The black line indicates the Z coordinate of the output segment of the burner.
The white arrows indicate the direction of the blow with the fan. The Z coordinates
are shown as a bivariant density function of Y. Assuming a leaning flame the value
of the Z depth coordinate increases from the burner. As shown on figure 7, the
flame leans towards the increasing Z coordinates. According to the figures the
described method provides realistic results.
During the reconstruction errors can occur. Fig. 8. shows the standard
deviation of the reconstruction errors as a function of spatial coordinates. The grey
part indicates the field of vision of a camera, the colors indicate the rate of error.
Fig.8. The standard deviation o reconstruction errors as a function of the
spatial coordinates. The error is given in mm.
As shown on the figure the rate of error increases with the Z depth coordinate.

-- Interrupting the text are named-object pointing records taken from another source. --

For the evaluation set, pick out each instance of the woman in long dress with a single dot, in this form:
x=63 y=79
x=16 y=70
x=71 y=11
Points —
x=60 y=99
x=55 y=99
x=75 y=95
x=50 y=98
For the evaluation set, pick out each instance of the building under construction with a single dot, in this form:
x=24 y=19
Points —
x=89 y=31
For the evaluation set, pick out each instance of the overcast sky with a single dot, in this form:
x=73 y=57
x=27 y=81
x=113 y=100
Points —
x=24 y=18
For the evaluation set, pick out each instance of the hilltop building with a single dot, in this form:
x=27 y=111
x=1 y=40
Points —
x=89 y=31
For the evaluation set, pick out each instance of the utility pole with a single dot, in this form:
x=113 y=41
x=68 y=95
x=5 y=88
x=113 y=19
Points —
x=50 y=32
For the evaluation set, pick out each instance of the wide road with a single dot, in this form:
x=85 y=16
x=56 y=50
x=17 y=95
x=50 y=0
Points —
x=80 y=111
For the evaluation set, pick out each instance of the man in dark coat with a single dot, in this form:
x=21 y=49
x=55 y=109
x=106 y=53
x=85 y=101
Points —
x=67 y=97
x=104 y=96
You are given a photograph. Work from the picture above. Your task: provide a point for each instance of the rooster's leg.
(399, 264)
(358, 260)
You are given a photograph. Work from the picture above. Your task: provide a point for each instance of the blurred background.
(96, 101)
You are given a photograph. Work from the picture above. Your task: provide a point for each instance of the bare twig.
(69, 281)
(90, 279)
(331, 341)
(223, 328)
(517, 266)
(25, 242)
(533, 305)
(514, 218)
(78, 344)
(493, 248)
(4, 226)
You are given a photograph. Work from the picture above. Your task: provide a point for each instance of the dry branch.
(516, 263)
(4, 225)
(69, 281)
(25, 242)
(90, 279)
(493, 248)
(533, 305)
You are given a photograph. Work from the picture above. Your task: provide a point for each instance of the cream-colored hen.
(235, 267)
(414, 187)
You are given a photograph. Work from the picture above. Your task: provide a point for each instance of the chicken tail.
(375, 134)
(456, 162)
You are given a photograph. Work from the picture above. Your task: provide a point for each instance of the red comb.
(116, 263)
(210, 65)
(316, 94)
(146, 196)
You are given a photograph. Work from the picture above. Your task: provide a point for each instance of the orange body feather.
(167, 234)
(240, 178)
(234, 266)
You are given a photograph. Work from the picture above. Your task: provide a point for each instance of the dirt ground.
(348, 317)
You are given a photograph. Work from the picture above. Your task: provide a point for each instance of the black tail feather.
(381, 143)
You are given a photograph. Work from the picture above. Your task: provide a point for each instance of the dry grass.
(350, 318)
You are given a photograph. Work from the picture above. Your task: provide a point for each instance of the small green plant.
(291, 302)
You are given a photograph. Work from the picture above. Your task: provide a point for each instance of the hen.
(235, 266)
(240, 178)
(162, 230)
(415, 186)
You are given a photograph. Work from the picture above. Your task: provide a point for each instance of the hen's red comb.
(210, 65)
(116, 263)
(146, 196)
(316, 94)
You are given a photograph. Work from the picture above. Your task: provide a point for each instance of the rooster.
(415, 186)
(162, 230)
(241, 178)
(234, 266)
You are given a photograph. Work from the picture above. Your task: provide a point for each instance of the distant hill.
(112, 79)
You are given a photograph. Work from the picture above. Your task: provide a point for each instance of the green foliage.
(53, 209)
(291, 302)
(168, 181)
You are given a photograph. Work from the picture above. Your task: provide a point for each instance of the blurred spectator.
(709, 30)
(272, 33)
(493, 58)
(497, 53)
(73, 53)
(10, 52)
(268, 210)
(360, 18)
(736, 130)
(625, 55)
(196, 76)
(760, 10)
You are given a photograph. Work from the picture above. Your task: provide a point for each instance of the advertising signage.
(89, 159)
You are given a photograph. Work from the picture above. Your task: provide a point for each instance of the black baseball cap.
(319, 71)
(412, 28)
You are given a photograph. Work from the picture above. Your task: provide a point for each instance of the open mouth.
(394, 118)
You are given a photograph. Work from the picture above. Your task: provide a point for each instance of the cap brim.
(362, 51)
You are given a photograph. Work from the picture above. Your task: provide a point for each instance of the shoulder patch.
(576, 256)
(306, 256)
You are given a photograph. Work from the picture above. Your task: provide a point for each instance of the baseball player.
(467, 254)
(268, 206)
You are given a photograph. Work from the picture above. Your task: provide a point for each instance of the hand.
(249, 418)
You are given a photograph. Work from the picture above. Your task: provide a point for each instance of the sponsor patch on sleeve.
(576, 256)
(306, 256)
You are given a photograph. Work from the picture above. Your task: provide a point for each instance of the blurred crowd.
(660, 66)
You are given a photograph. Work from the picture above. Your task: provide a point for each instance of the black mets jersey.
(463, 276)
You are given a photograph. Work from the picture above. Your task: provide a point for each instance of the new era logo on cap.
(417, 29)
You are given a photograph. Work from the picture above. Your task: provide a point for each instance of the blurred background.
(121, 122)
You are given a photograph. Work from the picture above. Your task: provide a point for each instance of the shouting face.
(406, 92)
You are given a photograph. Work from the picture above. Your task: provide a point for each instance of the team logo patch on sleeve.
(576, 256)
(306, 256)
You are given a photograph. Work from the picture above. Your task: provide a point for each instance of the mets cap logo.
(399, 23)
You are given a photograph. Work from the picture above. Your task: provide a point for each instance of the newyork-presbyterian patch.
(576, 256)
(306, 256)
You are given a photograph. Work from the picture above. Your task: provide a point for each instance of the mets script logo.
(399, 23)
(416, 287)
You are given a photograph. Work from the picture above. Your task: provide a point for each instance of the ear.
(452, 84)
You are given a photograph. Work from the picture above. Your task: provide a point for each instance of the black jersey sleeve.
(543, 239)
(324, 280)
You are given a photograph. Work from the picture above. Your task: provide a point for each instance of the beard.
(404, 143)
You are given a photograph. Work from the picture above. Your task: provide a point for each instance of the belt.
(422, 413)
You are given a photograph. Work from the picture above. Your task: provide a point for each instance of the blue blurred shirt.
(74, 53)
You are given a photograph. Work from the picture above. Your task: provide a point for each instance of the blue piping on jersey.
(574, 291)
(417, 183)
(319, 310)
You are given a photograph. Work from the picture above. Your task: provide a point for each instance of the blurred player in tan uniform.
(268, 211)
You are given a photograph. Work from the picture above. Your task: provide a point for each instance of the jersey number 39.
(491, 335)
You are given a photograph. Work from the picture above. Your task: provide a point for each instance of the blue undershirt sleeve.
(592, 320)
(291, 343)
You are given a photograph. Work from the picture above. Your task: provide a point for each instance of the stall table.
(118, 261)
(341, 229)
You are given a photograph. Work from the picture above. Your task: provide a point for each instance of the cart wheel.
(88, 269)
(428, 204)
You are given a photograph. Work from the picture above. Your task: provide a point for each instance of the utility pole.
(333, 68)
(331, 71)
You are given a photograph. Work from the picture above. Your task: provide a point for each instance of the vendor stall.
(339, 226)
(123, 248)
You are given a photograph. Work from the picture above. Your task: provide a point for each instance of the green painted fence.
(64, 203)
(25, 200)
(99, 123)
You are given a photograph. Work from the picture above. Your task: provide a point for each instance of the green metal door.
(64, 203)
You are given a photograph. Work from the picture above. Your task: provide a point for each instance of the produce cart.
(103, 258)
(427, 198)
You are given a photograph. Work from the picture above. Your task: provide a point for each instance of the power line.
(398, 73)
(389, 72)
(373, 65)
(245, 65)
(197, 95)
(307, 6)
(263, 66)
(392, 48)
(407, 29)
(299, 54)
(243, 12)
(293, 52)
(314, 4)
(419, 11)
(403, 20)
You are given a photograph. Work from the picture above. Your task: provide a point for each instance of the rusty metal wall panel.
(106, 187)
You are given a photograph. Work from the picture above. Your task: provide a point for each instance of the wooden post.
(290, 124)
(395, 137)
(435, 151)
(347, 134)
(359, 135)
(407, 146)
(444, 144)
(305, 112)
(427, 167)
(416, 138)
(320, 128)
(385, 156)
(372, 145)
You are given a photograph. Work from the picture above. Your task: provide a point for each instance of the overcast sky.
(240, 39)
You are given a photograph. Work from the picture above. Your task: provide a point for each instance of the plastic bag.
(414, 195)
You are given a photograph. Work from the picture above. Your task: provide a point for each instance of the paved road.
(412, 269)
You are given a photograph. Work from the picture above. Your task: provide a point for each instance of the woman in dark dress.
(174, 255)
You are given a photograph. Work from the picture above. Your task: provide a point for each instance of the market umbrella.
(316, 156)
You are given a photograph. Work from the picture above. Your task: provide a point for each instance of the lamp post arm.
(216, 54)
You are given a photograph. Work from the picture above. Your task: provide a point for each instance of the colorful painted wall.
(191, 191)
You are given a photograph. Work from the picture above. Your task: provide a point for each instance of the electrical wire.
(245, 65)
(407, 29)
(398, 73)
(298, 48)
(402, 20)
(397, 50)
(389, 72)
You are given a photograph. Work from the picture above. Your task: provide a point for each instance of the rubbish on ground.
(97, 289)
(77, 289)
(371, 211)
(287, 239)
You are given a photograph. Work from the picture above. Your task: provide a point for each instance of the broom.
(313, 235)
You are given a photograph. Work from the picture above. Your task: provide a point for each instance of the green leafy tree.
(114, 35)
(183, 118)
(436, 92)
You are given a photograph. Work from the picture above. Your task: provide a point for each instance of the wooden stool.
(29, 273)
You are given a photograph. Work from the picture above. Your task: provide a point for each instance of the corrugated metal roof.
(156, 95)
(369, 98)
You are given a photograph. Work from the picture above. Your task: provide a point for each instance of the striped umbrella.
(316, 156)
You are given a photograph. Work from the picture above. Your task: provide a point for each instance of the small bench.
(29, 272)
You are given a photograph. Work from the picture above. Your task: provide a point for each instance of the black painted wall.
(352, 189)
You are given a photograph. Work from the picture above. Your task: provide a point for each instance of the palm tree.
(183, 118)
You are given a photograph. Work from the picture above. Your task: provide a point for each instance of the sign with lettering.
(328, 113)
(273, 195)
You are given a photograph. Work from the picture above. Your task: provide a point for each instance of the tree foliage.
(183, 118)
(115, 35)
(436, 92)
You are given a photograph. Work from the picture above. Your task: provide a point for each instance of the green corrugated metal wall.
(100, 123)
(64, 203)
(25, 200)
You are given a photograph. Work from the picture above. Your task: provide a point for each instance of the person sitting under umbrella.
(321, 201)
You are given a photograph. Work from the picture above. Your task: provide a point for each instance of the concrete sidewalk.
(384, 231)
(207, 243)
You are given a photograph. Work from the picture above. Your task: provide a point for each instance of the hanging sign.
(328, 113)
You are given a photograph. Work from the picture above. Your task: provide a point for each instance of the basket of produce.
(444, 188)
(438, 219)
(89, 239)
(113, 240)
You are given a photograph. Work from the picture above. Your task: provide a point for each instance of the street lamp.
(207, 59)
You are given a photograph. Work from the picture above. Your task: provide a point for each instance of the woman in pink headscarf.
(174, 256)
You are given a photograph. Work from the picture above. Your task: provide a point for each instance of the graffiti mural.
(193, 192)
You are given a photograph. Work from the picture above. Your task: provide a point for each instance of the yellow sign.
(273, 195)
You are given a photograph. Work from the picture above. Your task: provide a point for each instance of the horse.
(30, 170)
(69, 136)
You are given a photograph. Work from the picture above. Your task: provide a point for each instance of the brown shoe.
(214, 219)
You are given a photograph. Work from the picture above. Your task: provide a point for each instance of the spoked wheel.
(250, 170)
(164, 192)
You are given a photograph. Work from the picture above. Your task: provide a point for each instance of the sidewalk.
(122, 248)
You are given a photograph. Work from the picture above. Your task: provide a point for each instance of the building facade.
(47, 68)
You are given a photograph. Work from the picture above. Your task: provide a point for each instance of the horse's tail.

The reconstruction accuracy is determined by the base distance. The field of vision
decreases with the base distance increasing but the reconstruction becomes more
accurate. Decreasing the base distance point matching becomes easier but at the
expense of 3D reconstruction stability.
With the help of video analysis flame surface deformation rate, surface
curvature and its changes, and the spatial position flame split can be examined. The
images of Fig.9. show 50 frames from the video footage.
Fig.9. The Bunsen flame shooting footage in 3D reconstruction.
The video was recorder with 32 FPS. This rate allows a decent study of the
flame in space and time. Successive images show every change in the flame. As it
appears on these images the flame followed a Kelvin-Helmholtz wave-like motion.
Due to the instability of the flame it split. The determined parameters can be linked
to turbulent size scales.
4. CONCLUSIONS
3D reconstruction of turbulent flame surfaces using stereographic photography
is possible. The advantage of this method is the possibility to study flow
characteristics of a flame using a stereo device and 2D images.
The surface of a flame from a Bunsen burner was reconstructed. The flame
had a height of 15 cm. The reconstruction error of spatial coordinates was less than
1.5 mm. The reconstruction allows the study of the shape and surface curvature of
the flame. We were able to examine the motion of the flame surface using images
from the video footage.
The stereographic video analysis appears to be a promising tool for
investigating flow characteristics of complex flames, however, further studies are
required to determine what physical information do the spatial coordinates carry.